Actually doing the deed, however, may be a very different matter. Particularly so, for a team who have been second best in all six sessions and whose batting insecurities were evident as they collapsed to 59 for 4 against a resurgent Nottinghamshire attack defending a total of 472. Yet while the opening dozen overs of Lancashire’s innings reflected poorly on the visitors’ top-order batting, it also brought back into focus their wastage of the new ball on Saturday morning.
That said, Keaton Jennings probably did not need to play at the one from Zak Chappell that he edged to Haseeb Hameed at third slip, and the same bowler grabbed a sharp two-handed return catch when Josh Bohannon failed to get over a checked drive. Four balls earlier Alex Davies had nicked a good ball from Peter Trego to Tom Moores and Nottinghamshire had got the start they needed.
Forty-five minutes later Liam Livingstone drove loosely at Steven Mullaney and was bowled through the gate for 14. The prize wicket of Dane Vilas fell to Chappell who was called back for a short second spell and repaid his skipper’s trust with a fine ball which the Lancashire skipper had to play but nicked to Moores. George Balderson fell to Trego four overs before the close and it was left to Steven Croft, dependable as ever for over a decade, to see his side to the close on 37 not out. He may have to play two big innings on the final day.
And so Croft’s quiet resolution concluded a day’s cricket in which a relatively calm morning had been followed an afternoon and evening in which batsmen arrived at the crease, only to be replaced a few minutes later as though they were Ofqual announcements. The rapid turnover of his own men will not have disturbed Nottinghamshire’s captain Mullaney; rather, he will have regarded it as the acceptable bartering of runs for wickets as he sought a total that would facilitate the enforcement of the follow-on. That objective was achieved. A first-innings score of 472 will surely ensure that the home side will only have to bat once.
The only wicket to fall in the first session was that of Ben Slater, who attempted to work a ball from the admirable Tom Bailey to leg but only thick-edged a low catch to Croft in the gully. The opener could scarcely be too downcast. His 142 was his highest score for Nottinghamshire and it followed the career-best 172 he made for Leicestershire when on loan a fortnight ago. He had batted with great composure and a short season that began with him unsure of where he fitted in at Trent Bridge looks set to end with him established as a first-choice opener.

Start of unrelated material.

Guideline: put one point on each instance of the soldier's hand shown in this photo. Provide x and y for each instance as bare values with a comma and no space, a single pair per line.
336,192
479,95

In the afternoon session Nottinghamshire lost seven batsmen in scoring the 120 runs that gave them almost total control of the game. Resuming on 352 for 3, Joe Clarke and Mullaney immediately sought to pick up the pace of the innings but to do so in a controlled fashion that would see their side make 400 within 110 overs. This objective was achieved although not without the loss of the half-centurion Clarke, who lost his middle stump when trying to hit Balderson through square-leg. Three balls later Trego, having made a single, could only edge Bailey high to Davies’ right, where the wicketkeeper took an athletic, one-handed catch.
Lancashire’s bowlers claimed five further wickets in the session but only after the 110th over, so they did not earn any more bonus points for them and have so far taken one point from this game as against Notts’ seven points. The allocations are not misleading. The freedom with which Moores made a rapid 18 and Matt Carter whacked two sixes in a 14-ball 22 had been earned by the skill and self-denial of Ben Duckett and Slater on Saturday.
Mullaney was last out for 67 on a day when he could be proud of his team. Rather by contrast, the only thing Lancashire have dominated so far was the toss and they had a 50% chance of winning that. As it stands, their best day of this game was the second. It was washed out.